1. The asset being tokenized

Depending on the asset you’re selling as security tokens, you may be subjected to different laws and regulations. Further, different assets may pique different levels of interest among investors. 

2. The jurisdiction you fall under

Depending on the location of you launching the tokens, different laws may apply to your case. Further, you may need to tweak your marketing techniques to suit that specific area. You may also be subjected to different tax obligations depending on the jurisdiction you launch your STO in. The number and nature of token holders may also be limited by law, such as limiting them to citizens only. 

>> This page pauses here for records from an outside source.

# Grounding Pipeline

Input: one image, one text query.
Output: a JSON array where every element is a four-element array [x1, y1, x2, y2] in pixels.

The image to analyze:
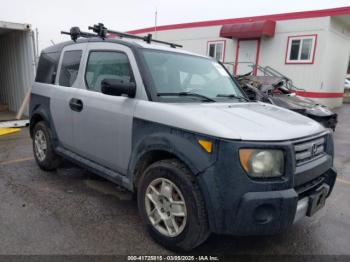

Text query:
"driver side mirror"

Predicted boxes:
[[101, 79, 136, 98]]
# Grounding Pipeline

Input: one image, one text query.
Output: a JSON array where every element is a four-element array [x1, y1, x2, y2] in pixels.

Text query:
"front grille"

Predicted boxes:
[[294, 136, 326, 165], [295, 175, 325, 198]]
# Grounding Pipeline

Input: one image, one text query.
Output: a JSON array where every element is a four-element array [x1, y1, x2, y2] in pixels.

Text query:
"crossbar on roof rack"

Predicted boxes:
[[88, 23, 183, 48], [61, 23, 183, 48]]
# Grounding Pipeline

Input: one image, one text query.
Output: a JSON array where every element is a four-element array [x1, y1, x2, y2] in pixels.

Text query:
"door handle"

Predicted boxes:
[[69, 98, 83, 112]]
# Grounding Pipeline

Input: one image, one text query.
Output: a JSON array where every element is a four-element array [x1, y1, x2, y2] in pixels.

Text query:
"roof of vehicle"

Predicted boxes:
[[41, 36, 206, 58]]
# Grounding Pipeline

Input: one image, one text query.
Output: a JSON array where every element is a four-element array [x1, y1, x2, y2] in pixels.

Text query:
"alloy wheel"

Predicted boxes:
[[34, 130, 47, 162], [145, 178, 187, 237]]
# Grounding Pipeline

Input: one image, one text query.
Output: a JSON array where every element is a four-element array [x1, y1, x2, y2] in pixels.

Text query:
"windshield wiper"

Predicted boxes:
[[216, 94, 250, 102], [157, 92, 216, 102]]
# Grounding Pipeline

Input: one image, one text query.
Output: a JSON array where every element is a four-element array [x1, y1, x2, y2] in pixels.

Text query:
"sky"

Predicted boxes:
[[1, 0, 350, 50]]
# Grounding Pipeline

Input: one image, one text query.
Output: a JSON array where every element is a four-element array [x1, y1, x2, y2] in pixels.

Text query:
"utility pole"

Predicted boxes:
[[35, 28, 39, 58], [154, 8, 158, 39]]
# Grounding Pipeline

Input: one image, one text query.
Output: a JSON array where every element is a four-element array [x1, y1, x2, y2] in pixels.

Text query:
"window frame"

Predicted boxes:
[[84, 49, 135, 92], [206, 40, 226, 62], [285, 34, 317, 64], [58, 49, 83, 87]]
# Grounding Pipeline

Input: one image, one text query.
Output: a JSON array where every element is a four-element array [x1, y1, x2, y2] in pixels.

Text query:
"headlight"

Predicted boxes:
[[239, 149, 284, 178]]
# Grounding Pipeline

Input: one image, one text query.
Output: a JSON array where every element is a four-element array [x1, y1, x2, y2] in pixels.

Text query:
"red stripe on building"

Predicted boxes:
[[294, 91, 344, 98], [127, 6, 350, 34]]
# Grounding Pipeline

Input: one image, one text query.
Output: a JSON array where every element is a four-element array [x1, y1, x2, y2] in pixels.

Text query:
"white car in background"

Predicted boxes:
[[345, 75, 350, 89]]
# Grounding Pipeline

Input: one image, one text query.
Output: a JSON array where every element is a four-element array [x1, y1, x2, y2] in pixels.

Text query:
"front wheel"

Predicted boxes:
[[137, 159, 209, 251]]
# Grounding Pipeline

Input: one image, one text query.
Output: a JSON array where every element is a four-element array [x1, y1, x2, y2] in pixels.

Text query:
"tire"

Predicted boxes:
[[137, 159, 210, 251], [32, 121, 61, 171]]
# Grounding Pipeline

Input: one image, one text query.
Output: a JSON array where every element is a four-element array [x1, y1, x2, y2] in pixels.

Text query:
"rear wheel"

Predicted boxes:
[[33, 121, 61, 171], [137, 159, 209, 251]]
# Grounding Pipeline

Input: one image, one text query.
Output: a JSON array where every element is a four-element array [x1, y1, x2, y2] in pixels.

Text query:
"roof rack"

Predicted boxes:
[[89, 23, 182, 48], [61, 23, 182, 48]]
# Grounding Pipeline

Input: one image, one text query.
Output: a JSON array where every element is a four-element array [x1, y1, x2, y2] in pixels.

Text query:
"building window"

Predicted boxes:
[[285, 35, 317, 64], [207, 41, 225, 62]]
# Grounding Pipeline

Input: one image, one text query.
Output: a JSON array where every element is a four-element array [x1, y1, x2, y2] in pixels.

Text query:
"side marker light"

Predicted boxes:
[[198, 139, 213, 153]]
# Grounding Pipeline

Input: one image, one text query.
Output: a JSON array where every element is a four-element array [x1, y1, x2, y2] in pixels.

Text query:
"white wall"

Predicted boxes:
[[258, 17, 346, 108], [319, 17, 350, 107], [259, 18, 328, 91], [258, 17, 350, 108]]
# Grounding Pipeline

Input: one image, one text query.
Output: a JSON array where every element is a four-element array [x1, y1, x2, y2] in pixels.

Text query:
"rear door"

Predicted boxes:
[[71, 42, 145, 174], [51, 43, 86, 150]]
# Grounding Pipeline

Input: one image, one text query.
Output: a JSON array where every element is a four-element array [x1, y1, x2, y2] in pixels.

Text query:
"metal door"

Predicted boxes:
[[235, 40, 259, 75]]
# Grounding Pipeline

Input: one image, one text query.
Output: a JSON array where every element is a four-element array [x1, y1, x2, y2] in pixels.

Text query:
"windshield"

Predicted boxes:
[[141, 49, 245, 102]]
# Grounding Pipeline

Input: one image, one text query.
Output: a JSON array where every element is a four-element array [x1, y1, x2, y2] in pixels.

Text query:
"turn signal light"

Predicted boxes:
[[198, 139, 213, 153], [239, 149, 254, 172]]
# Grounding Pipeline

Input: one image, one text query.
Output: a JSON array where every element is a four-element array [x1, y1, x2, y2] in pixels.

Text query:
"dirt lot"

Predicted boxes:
[[0, 105, 349, 256]]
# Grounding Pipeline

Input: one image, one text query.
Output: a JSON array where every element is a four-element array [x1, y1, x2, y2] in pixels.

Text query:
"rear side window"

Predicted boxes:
[[35, 52, 60, 84], [58, 50, 83, 87], [85, 51, 133, 92]]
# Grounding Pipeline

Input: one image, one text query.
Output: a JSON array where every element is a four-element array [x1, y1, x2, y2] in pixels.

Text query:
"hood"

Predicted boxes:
[[271, 94, 335, 117], [134, 101, 325, 141]]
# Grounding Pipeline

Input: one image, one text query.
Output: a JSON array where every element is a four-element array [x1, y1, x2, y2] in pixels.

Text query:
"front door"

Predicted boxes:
[[235, 39, 259, 75], [71, 42, 139, 174]]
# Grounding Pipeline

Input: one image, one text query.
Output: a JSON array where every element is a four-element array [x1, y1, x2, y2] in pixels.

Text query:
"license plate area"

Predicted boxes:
[[307, 184, 329, 217]]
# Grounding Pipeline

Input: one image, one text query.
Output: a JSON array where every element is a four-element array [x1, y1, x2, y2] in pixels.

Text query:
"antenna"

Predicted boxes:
[[154, 8, 158, 39]]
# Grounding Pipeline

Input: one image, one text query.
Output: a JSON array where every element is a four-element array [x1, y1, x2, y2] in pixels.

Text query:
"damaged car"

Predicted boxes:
[[237, 70, 338, 130]]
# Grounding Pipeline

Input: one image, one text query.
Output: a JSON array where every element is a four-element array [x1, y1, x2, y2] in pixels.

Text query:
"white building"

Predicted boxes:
[[128, 6, 350, 108]]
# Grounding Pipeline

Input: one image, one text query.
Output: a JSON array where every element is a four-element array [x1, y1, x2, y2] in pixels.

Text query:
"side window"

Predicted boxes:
[[58, 50, 82, 87], [35, 51, 60, 84], [85, 51, 133, 92]]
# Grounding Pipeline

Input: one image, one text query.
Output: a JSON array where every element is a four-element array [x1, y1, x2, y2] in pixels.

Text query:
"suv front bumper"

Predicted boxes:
[[232, 167, 336, 235], [198, 164, 337, 236], [196, 132, 336, 235]]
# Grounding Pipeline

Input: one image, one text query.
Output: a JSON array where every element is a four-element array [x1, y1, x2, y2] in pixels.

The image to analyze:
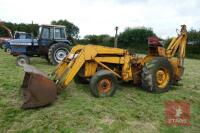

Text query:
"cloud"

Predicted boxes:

This stands for Anti-Money Laundering and Know Your Customer. Most countries have AML and KYC requirements so as to ensure that your investors’ capital was acquired by legal means. 

4. Tokenization platform

There are several platforms on which you can tokenize your assets, such as Tokensoft, Securitize, Token IQ, etc. Your choice of platform will determine the price you pay for partnering with them and the commission you’ll pay on the funds you raise. You should also ensure the platform has provisions for running KYC and AML checks, as well as a good track record of launching tokens successfully.

Drawbacks of STOs

The regulations which make STOs safe and secure investment vehicles are also their Achilles’ heel. These regulations may make administrative processes more difficult. What’s more, STO platforms have to constantly keep up with changing AML and KYC requirements and other laws. These regulations may also limit who can invest in these tokens. In the US, for example, the limit is 99 investors residing in the country. 


Security tokens offer a safe and secure way of investing, where investors are granted an ownership stake in the company or underlying asset. Such tokens may carry with them voting rights and/or dividends. Before offering tokens for sale to the public through an STO, you should consider the asset they represent, the jurisdiction you fall under, AML and KYC requirements, and the platform you launch them on.